Carlos Castaneda, champion of New Age, drug-induced mysticism, dies,
(posted 6/26/98)
Friday,
June 19, 1998
Latino
news

Breaking
News Sections
(06-19)
06:51 EDT LOS ANGELES (AP) -- Best-selling author Carlos Castaneda, whose books
about a sorcerer and drug-induced mysticism attracted millions of New Age
followers, has died of liver cancer. He was believed to be at least 66.
Castaneda died April 27 at his Westwood home, attorney Deborah Drooz said today. No funeral was held and his cremated
remains were taken to Mexico.
For more than three decades, Castaneda claimed to have been the apprentice of a
Yaqui Indian sorcerer named Don Juan Matus. His first
book, "The Teachings of Don Juan: A Yaqui Way of Knowledge," described
peyote-fueled journeys with the sorcerer who could bend time and space.

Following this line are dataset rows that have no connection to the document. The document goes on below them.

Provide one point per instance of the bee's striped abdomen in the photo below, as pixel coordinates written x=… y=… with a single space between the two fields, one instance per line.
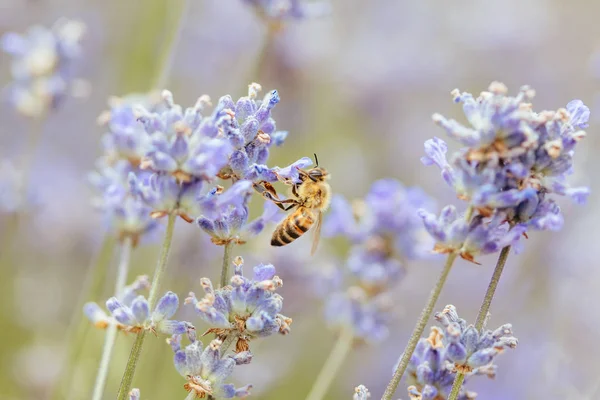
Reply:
x=294 y=226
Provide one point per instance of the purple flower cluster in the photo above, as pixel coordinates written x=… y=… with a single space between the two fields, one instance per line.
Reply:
x=513 y=159
x=276 y=11
x=12 y=193
x=134 y=394
x=244 y=310
x=460 y=347
x=205 y=370
x=43 y=64
x=162 y=159
x=384 y=230
x=124 y=145
x=131 y=312
x=361 y=393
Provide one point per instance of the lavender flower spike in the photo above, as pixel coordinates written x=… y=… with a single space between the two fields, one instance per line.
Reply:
x=248 y=308
x=134 y=394
x=183 y=142
x=361 y=393
x=43 y=66
x=206 y=370
x=469 y=349
x=131 y=313
x=470 y=239
x=514 y=157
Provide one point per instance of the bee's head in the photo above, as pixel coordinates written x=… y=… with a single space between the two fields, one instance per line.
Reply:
x=318 y=174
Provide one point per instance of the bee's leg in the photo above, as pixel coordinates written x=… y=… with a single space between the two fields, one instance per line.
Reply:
x=303 y=174
x=266 y=190
x=295 y=190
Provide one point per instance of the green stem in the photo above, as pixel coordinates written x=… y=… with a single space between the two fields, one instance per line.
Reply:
x=332 y=366
x=159 y=274
x=422 y=322
x=177 y=11
x=419 y=328
x=483 y=313
x=79 y=327
x=227 y=257
x=111 y=334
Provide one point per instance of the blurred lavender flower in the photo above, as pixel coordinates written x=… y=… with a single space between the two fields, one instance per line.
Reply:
x=132 y=313
x=361 y=393
x=362 y=313
x=513 y=160
x=227 y=220
x=276 y=12
x=43 y=66
x=99 y=318
x=128 y=215
x=11 y=189
x=388 y=213
x=384 y=229
x=469 y=349
x=126 y=138
x=206 y=370
x=246 y=309
x=468 y=239
x=181 y=151
x=437 y=358
x=125 y=143
x=134 y=394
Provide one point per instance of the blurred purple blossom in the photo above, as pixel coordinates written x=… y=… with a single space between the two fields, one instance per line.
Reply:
x=361 y=393
x=469 y=349
x=206 y=370
x=360 y=312
x=388 y=212
x=513 y=159
x=134 y=394
x=437 y=358
x=278 y=11
x=12 y=193
x=43 y=66
x=246 y=309
x=384 y=230
x=131 y=312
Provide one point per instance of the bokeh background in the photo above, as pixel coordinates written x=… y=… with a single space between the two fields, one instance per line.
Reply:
x=358 y=88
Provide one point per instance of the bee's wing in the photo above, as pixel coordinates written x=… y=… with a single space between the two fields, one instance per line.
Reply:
x=317 y=232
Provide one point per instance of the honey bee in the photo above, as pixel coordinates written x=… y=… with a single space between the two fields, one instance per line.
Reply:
x=310 y=199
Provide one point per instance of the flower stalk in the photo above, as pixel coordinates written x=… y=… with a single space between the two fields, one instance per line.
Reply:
x=111 y=334
x=152 y=298
x=483 y=312
x=419 y=328
x=332 y=365
x=227 y=259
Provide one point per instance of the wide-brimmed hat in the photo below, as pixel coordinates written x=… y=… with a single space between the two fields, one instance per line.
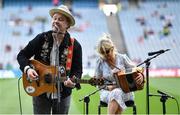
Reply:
x=62 y=9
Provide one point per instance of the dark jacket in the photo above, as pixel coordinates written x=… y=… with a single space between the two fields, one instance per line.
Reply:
x=40 y=47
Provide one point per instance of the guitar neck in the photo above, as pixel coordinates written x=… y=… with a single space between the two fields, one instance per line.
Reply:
x=83 y=81
x=62 y=79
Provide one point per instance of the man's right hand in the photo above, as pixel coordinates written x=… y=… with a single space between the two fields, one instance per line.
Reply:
x=32 y=74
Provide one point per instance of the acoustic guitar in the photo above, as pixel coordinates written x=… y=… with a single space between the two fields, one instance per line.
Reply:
x=46 y=81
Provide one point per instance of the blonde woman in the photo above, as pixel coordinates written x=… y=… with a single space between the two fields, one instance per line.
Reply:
x=108 y=59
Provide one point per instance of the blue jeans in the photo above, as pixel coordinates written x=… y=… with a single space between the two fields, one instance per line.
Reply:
x=45 y=105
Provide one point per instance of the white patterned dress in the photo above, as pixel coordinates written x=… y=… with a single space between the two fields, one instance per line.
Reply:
x=104 y=70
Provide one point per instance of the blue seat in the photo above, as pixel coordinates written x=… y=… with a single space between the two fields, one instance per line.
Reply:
x=129 y=103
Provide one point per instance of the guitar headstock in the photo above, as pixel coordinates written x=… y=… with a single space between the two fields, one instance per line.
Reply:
x=96 y=81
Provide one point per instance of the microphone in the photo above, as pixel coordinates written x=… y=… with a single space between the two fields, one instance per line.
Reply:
x=164 y=94
x=157 y=52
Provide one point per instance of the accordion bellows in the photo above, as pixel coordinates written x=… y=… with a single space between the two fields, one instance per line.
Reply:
x=126 y=79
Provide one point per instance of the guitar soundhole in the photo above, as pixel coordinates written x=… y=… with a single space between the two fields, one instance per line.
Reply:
x=48 y=78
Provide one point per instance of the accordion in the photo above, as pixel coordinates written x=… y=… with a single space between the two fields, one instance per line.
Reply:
x=126 y=79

Castaneda argued that reality is a shared way of looking at the universe that
can be transcended through discipline, ritual and concentration. The sorcerer,
he said, can see and use the energy that comprises everything-but the path to
that knowledge is hard and dangerous. While his 10 books sold millions of
copies worldwide and continue to sell in 17 languages-critics doubted that Don
Juan existed. Castaneda always maintained that his experiences were real.
"This is not a work of fiction," Castaneda said in the prologue to
his 1981 book, "The Eagle's Gift." "What I am describing is
alien to us; therefore, it seems unreal." Castaneda was obscure on such
matters as his birth. Immigration records indicated he was born Dec. 25,
1925 in Cajamarca, Peru,
while various resource books place his birth exactly six years later, in Sao Paulo, Brazil.
"He didn't like attention," Drooz told the
Los Angeles Times. "He always made sure people did not take his picture or
record his voice. He didn't like the spotlight." Castaneda, who held a
Ph.D. in anthropology from the University
of California, Los
Angeles, said he met Don Juan in Arizona in the early 1960s while researching
medicinal plants. He followed when the shaman moved to Sonora, Mexico.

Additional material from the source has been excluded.